A l’abri des regards indiscrets
Toutes ces bâtisses se trouvent à l’extérieur du houch afin de ne pas perturber la tranquillité de ses occupants. La première chose qui frappe, lorsqu’on observe un houch traditionnel de l’extérieur, c’est la quasi absence de grandes fenêtres et d’ouvertures sur les murs et les façades enduites de chaux. A la place, de petites ouvertures en guise de fenêtres pratiquées dans les murs des ghorfas qui sont des pièces surélevées se trouvant à l’extrémité de la demeure, traduisent le souci des occupants de vivre dans la discrétion la plus totale et de protéger jalousement leur intimité du regard des autres. Les invités et les visiteurs sont d’ailleurs accueillis à l’extérieur du houch dans un makhzen spécialement aménagé à cet effet (makhzen edhief) et qui fait partie des annexes de la demeure traditionnelle. Le houch est une unité architecturale, composée d’espaces en commun composés de la cuisine, de la cour et de la pièce centrale où se réunissent tous les membres de la famille élargie ainsi que d’une ou de plusieurs pièces qu’on appelle dar et qui sert d’espace privé pour la famille composée d’un couple et de leurs enfants. Il s’agit généralement d’une pièce qui s’étend en longueur et qui est composée d’une petite salle de séjour au centre, d’une chambre se trouvant au fond de la pièce et d’une mezzanine à laquelle on accède par de larges escaliers et qui fait généralement office de chambre pour les enfants.

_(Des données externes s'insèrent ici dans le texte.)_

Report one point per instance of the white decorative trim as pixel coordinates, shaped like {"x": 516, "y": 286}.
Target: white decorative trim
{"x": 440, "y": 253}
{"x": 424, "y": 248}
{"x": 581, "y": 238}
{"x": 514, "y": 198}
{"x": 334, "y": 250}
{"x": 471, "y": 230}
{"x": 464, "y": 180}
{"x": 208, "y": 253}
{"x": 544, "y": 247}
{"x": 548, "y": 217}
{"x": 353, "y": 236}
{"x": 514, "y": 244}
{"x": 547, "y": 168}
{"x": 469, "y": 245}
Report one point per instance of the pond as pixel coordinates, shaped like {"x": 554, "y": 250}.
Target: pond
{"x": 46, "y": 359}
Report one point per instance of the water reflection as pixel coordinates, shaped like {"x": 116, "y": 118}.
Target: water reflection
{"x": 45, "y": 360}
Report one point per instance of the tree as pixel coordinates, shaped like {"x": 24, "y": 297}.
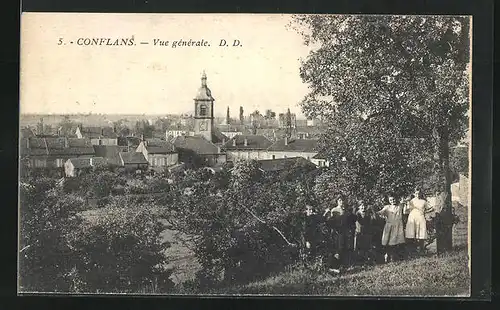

Au fur et à mesure que ces derniers grandissent, le patriarche procède à l’extension du houch, en construisant de nouvelles pièces servant de dar pour les jeunes hommes de la famille fraîchement mariés.
Lorsque la demeure traditionnelle dans laquelle peuvent vivre une dizaine de personnes voire plus ne peut plus contenir ce « trop plein » familial, les jeunes descendants de la famille, et qui sont généralement les petits-fils du patriarche, se lancent, à leur tour, dans la construction d’un nouveau houch aménagé au sein du menzel et situé à proximité de la demeure où vivent leurs parents et leurs grands-parents perpétuant, ainsi, un mode de vie ancestral. Aujourd’hui, il reste que si ce mode de vie à l’ancienne a pratiquement été abandonné et ne subsiste plus que dans certaines localités de l’île, ces houch font partie du patrimoine de l’île et méritent d’être précieusement sauvegardés.